An alternative CSC-related feature that could be exploited is their ability to acquire a quiescent behavior. A study performed in bladder cancer revealed that, in a mechanism similar to that driven by normal SCs during wound repair, chemotherapy-induced damage stimulates quiescent CSCs to proliferate [158]. Interestingly, this is caused by prostaglandin E2 (PGE2) released by apoptotic cancer cells, a factor known to stimulate SC expansion. Notably, use of a PGE2-neutralizing antibody, as well as block of PGE2 signaling, through the use of a pharmacological inhibitor of the enzyme mediating PGE2 production, COX2, is sufficient to abrogate CSC repopulation. Clearly, this kind of strategy is efficient in preventing therapy-induced CSC awakening but does not eliminate them.
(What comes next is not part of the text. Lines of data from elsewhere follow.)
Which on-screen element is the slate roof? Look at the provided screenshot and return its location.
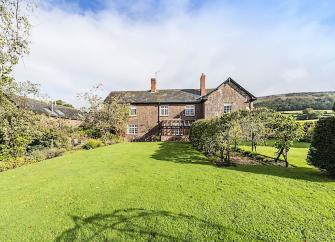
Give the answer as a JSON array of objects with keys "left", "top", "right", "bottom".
[
  {"left": 27, "top": 99, "right": 83, "bottom": 120},
  {"left": 105, "top": 78, "right": 256, "bottom": 104}
]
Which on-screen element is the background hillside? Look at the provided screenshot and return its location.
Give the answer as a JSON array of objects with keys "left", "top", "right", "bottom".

A more feasible approach is that of targeting quiescent CSCs basing on their peculiar metabolism, a strategy which allows to discriminate CSCs from cycling cancer cells and that, in combination with other treatments, can contribute to the development of more efficient therapies [159].
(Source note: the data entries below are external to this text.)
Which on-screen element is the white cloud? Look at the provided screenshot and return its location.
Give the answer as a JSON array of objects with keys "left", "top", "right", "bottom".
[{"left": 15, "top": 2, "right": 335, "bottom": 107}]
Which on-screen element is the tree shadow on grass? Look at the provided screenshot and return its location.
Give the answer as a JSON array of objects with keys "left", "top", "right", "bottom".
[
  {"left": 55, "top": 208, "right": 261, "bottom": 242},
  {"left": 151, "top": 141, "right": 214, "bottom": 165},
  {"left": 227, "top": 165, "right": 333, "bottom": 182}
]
Therapies based on the inhibition of multiple epigenetic regulators are also promising, considering the potent effects they have on gene expression that allow to target CSCs in a more specific way. DNMT inhibitors (DNMTi), histone deacetylase inhibitors (HDACi), and inhibitors of the bromodomain and extraterminal motif proteins (iBET), approved by the US Food and Drug Administration (FDA), are actually in clinical trials for several malignancies and they are reviewed in detail in [160]. Of note, advancements made in nonsolid malignancies, until now, are more than those made in the study of solid tumors, due to the still limited knowledge of the epigenetic regulation of CSCs in that kind of diseases and the diffuse challenge caused by the toxic effect that does not spare normal SCs relying on the same epigenetic regulators.

In the context of targeted therapeutics, the use of small molecule inhibitors and monoclonal antibodies targeting kinases showed remarkable antitumor response in many cancers [137]. Notably, kinase gene amplification or mutation represents key oncogenic drivers, due to the pivotal role of kinases in the integration of multiple cellular networks, in response to intracellular and extracellular signals. In spite of the undeniable positive responses observed after treatment with kinase inhibitors, there is a diffuse tendency to develop resistance, over time. Recent approaches are showing the therapeutic value of adopting a combinatorial approach in which besides using targeted therapeutics, epigenetic drugs are simultaneously used to hamper the overcoming drug tolerance. As exemplified by the study of Liau et al., chromatin remodeling enzymes play an essential role in the development of cancer cell-adaptive transcriptional responses to targeted therapies [135]. In glioblastoma CSCs, transition to a quiescent, drug-resistant state, after receptor tyrosine kinase (RTK) inhibition, is dependent on the upregulation of KDM6A/B, which reconfigures H3K27me3 landscapes. Of note, treatment with a small molecule inhibitor is sufficient to restore H3K27me3 levels in quiescent CSCs. These data indicate that the development of combined strategies which include the use of small molecule inhibitors against these epigenetic regulators can be crucial to hindering the transcriptional remodeling effect, responsible for drug resistance. We can postulate that the limited efficacy of available therapeutic options depends on the intrinsic plastic nature of CSCs, which allows them to adapt to cell autonomous and nonautonomous factors. Moreover, current limited knowledge of the mechanisms which drive CSC formation and maintenance further hampers the design of efficacious therapies. For these reasons, future research lines must be finalized to a better understanding of the molecular factors which dictate CSC identity and plasticity, with a particular effort in the development of combinatorial treatments, which may target both oncogenic cell signaling and epifactors.